Et paf! J'y suis.
Le voyage s'est bien passé, malgré le fait de m'être fait réveiller en plein vol par le thé brûlant de ma voisine. Air Transat c'est un peu cheap, mais je n'en attendais pas trop de toute manière.
Après un passage rapide au service de l'immigration ("Et où allez-vous travailler exactement, Monsieur Matalon?"), on me donne mon permis de travail. D'ailleurs, ça intéressera certainement mon père et Lucas: il est lié au stage. Ce qui signifie qu'il est légalement impossible d'avoir un emploi en dehors de celui prévu.

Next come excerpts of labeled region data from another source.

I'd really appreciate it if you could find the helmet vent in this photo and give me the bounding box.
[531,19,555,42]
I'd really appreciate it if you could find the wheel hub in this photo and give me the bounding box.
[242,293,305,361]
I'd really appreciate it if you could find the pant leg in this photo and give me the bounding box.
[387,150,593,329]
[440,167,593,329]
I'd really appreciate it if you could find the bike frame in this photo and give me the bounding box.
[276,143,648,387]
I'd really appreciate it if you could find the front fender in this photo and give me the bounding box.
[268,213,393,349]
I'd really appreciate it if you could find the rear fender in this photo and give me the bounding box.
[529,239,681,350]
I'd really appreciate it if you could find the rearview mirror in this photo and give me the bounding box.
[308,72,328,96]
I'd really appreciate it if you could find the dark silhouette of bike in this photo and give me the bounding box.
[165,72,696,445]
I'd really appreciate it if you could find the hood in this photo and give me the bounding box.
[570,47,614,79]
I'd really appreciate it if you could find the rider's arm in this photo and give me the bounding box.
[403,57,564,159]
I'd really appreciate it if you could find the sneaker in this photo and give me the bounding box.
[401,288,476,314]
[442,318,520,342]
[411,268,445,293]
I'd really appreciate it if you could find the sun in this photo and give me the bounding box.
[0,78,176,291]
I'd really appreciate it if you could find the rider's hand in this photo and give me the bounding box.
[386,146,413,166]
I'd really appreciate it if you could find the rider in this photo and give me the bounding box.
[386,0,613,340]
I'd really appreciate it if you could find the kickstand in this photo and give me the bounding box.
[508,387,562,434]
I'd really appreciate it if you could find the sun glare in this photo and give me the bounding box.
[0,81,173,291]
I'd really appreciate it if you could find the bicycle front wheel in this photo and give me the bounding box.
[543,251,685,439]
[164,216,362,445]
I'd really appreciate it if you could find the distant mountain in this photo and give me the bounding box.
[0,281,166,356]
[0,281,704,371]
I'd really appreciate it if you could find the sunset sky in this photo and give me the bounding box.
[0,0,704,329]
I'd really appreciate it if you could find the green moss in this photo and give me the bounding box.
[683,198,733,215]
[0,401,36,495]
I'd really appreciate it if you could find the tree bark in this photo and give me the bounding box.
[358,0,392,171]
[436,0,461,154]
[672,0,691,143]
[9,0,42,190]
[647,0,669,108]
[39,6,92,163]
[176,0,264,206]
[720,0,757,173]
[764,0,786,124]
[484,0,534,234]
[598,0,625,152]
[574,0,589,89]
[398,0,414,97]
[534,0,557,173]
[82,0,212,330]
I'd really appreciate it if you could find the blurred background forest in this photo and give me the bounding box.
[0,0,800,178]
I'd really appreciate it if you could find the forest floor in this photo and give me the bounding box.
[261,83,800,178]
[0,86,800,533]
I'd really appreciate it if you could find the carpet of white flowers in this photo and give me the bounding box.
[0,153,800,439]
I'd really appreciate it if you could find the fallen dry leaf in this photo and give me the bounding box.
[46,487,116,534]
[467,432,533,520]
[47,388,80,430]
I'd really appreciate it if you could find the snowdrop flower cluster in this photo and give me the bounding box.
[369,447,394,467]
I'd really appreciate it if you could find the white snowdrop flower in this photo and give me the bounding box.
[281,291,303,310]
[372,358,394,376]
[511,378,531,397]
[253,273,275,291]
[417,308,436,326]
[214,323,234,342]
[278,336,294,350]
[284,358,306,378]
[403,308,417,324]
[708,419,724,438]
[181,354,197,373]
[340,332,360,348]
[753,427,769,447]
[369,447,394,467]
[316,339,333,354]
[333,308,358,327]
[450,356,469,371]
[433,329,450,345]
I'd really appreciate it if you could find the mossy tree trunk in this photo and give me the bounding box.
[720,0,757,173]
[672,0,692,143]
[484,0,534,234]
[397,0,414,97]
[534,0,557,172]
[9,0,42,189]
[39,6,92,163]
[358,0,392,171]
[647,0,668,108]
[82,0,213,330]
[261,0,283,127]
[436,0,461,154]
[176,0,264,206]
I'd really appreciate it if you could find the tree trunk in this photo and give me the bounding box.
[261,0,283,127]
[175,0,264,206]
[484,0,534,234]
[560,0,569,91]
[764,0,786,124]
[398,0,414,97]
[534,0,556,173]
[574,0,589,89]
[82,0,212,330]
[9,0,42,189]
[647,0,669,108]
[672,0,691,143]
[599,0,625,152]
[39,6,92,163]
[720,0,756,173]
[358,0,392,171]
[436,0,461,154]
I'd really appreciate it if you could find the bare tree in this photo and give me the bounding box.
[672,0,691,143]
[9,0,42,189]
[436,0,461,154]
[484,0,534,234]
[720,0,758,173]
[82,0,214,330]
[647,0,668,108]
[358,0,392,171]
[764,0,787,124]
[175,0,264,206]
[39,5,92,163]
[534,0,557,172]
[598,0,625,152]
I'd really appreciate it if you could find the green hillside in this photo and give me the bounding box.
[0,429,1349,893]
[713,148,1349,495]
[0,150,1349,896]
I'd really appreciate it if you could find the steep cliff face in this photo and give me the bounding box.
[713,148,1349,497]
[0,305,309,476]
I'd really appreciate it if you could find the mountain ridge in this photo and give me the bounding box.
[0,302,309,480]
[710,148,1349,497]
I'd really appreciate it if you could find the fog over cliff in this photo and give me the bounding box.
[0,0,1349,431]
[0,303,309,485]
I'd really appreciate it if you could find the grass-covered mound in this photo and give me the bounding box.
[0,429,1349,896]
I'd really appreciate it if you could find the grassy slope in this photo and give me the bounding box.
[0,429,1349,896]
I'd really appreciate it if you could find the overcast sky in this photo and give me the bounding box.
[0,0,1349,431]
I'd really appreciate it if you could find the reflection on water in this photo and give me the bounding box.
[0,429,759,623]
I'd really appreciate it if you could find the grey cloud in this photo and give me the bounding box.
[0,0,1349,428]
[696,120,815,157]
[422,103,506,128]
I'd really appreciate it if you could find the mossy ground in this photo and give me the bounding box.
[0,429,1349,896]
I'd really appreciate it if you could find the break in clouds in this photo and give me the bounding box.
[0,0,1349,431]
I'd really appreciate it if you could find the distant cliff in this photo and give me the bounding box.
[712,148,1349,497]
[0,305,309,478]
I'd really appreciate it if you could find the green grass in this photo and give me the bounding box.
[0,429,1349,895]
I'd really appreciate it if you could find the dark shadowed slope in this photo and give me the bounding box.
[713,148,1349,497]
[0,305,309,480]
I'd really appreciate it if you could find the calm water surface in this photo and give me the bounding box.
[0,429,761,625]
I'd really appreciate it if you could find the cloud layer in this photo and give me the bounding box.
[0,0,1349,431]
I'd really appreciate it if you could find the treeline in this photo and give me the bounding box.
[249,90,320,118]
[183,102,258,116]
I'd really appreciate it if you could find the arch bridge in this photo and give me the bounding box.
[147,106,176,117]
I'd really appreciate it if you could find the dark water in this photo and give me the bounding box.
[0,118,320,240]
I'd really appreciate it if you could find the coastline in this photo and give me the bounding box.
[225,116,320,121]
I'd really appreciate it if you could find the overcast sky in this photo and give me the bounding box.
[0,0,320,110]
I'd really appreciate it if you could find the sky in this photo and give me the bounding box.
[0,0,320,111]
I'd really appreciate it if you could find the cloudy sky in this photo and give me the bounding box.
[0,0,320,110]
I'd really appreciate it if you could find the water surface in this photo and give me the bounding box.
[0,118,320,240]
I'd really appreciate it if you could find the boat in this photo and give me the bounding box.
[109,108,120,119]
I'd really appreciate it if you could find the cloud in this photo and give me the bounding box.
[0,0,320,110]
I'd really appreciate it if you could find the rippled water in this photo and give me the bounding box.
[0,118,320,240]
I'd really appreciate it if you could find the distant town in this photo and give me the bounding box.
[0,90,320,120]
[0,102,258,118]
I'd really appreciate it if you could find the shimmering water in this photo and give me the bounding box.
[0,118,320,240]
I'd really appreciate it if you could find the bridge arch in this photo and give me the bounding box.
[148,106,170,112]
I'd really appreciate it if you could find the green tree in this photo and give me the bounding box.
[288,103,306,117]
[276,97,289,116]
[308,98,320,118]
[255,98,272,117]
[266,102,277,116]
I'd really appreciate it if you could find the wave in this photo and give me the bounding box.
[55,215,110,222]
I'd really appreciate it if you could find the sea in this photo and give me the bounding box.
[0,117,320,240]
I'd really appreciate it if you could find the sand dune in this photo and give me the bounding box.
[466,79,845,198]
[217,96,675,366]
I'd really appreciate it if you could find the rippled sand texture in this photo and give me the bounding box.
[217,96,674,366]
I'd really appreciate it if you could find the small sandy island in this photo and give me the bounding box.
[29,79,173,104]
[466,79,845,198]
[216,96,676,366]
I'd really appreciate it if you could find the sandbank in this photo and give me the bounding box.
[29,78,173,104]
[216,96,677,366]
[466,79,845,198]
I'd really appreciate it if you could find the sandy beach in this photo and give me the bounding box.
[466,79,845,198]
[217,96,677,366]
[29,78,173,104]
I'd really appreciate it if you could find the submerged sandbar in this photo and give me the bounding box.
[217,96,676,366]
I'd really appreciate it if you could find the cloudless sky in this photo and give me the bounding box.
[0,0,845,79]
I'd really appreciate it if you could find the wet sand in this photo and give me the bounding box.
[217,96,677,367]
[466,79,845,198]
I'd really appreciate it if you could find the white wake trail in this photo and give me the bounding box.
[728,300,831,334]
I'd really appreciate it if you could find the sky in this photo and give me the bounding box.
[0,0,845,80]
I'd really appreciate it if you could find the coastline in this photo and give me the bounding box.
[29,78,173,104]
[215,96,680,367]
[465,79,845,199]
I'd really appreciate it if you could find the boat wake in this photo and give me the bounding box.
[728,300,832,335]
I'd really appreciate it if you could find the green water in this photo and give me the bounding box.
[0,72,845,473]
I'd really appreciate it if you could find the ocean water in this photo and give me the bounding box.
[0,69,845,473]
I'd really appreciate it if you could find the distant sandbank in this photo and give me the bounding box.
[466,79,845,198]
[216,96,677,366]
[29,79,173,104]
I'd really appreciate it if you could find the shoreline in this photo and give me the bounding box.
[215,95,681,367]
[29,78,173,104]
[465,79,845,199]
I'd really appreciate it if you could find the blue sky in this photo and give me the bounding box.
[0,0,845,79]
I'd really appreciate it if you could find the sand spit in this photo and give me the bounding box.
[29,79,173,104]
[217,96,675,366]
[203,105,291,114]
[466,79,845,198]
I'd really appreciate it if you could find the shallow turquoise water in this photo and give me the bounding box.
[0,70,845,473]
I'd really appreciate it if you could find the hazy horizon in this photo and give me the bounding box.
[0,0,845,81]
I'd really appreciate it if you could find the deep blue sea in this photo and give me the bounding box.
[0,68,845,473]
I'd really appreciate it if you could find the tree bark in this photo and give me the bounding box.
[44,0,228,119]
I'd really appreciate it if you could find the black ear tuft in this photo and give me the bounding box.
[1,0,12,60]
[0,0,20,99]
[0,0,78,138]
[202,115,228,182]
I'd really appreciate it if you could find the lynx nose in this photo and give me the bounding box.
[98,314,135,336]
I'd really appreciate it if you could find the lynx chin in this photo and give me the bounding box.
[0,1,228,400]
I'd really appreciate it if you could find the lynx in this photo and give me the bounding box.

Bref, nous arrivons à l'aéroport, où nous sommes accueillis par Yolande, la belle-mère d'Ariane. Il ne fait pas très beau. On passe déposer nos valises à l'appart'. Mon appart'. Enfin, on y sera pas seuls, mais pour la première fois, j'habite chez moi. C'est assez étrange, comme sensation.
L'appartement. Il est vraiment bien, j'en suis très satisfait, pour le moment. Tout en longueur, lumineux, chaleureux, avec un plancher qui craque un peu sous les pieds. Je ferai des photos en temps voulu. J'ai très hâte de m'y installer pour de bon (je ne suis pas encore dans la chambre que j'occuperai début septembre) et de rencontrer mes colocs définitives (la chambre d'Aurélie est occupée par Benjamin, un anglophone discret, et la "future" mienne par Jean-Baptistes, d'HEC aussi).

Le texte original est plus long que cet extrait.